At work things were going well. When the Training Coordinator quit, I volunteered to do that job along with my regular one, while still maintaining the File Room.

The Training Coordinator’s job was to schedule training courses (both in-house and away) for all one hundred and two offshore rig workers and for the thirty-five engineers working in the Drilling office. Adding to that was the hour and half bus ride from Kenner to the CBD – Central Business District where Exxon’s new Offices were and the hour and a half bus ride back in the evenings to Kenner. Some evenings I was so exhausted by the time I returned home, it was all I could do to stay awake through dinner.

One night in particular stands out for me. I came home exhausted but hungry.

Determined to lose some of the weight I’d picked up, I was eating everything fresh and home cooked. No take out. Most evenings that meant skinless chicken breast, rice, and vegetables.

I put a little oil in a heavy cast iron skillet, turned the flame down low, plopped in a chicken breast to brown, while the rice simmered in a small sauce pan on the back burner. I went into the bedroom to change figuring I’d go to bed right after eating. I sat down on the bed, and heard a voice whisper, “You’re so tired. Rest.”

I woke to an apartment filled with white smoke so thick, I couldn’t see my hand in front of my face. I felt along the walls until I found the front door.

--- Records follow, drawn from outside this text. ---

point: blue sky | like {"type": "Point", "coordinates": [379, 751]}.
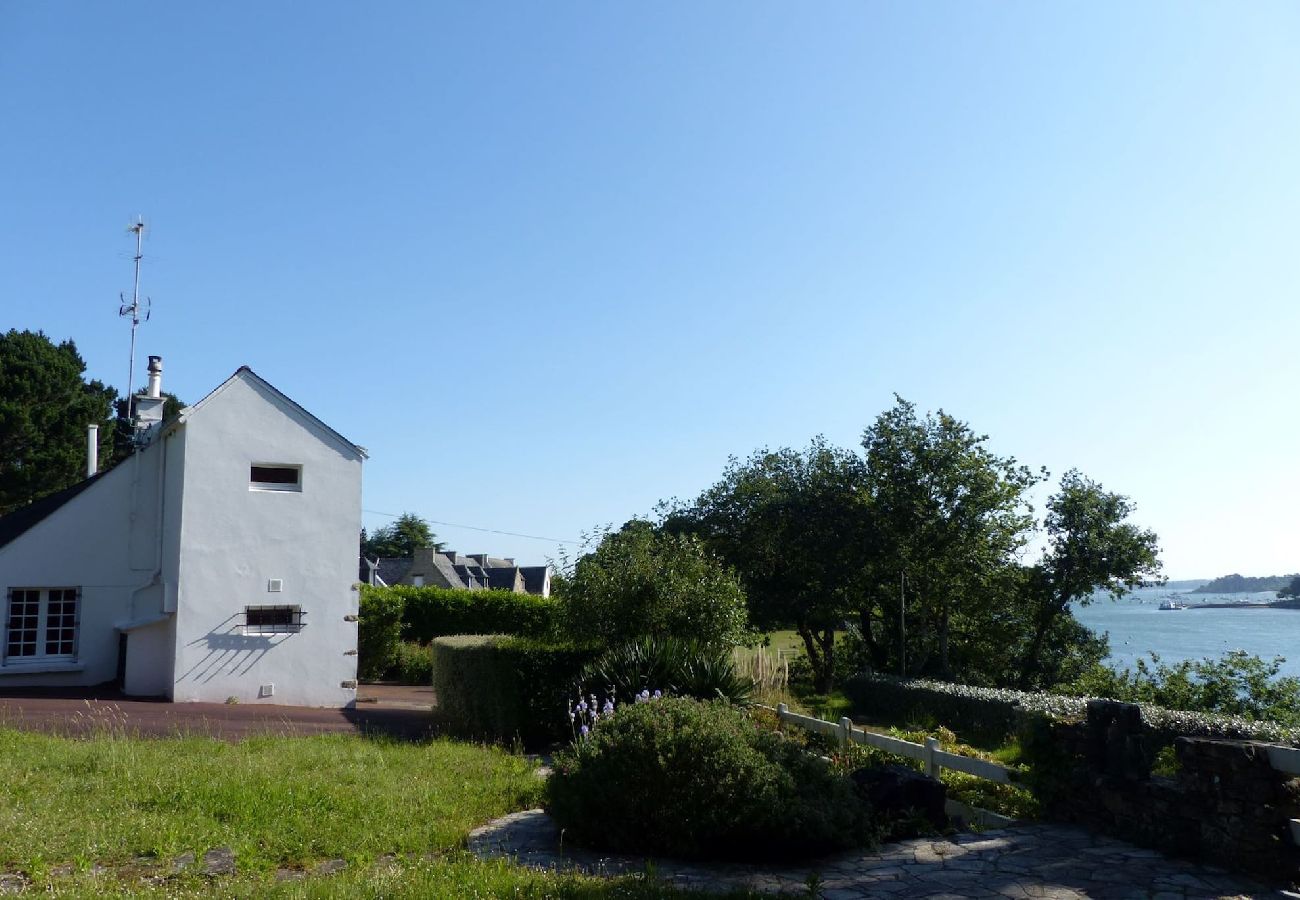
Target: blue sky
{"type": "Point", "coordinates": [551, 263]}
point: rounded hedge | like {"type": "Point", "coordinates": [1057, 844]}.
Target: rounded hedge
{"type": "Point", "coordinates": [700, 780]}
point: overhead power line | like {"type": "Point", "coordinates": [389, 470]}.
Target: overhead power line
{"type": "Point", "coordinates": [490, 531]}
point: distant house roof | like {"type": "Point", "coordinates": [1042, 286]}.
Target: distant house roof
{"type": "Point", "coordinates": [534, 578]}
{"type": "Point", "coordinates": [391, 570]}
{"type": "Point", "coordinates": [447, 571]}
{"type": "Point", "coordinates": [18, 522]}
{"type": "Point", "coordinates": [502, 578]}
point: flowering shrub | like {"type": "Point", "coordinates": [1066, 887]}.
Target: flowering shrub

I flung the door open and smoke billowed out of my apartment.

The apartment building where I lived had a front walkway balcony for those living on the second floor as I did. I remember standing there on that balcony absolutely convinced that someone had tried to kill me by spraying smoke into my apartment. Why you ask?

Reason number one: Smoke is billowing out of my apartment in volumes but neither neighbor on either side of me has out of their apartment to complain about the smoke.

Reason number two was the color of the smoke. I’d always thought that smoke from a fire, especially a grease fire, would be gray, brown, or black. But never white. Years later my suspicions would be confirmed while watching a TV special about what to do in a fire. I learned from that TV show that there is such a thing as ‘theoretical smoke’ and it’s usually WHITE!

And finally, I wasn’t choking on the smoke. That’s why I was able to stay calm and find my way to the front door.

After the smoke cleared, I calmly went back inside the apartment and examined the food I’d been cooking. The chicken and the rice were just barley burnt mostly from the time I’d spent standing outside on the balcony.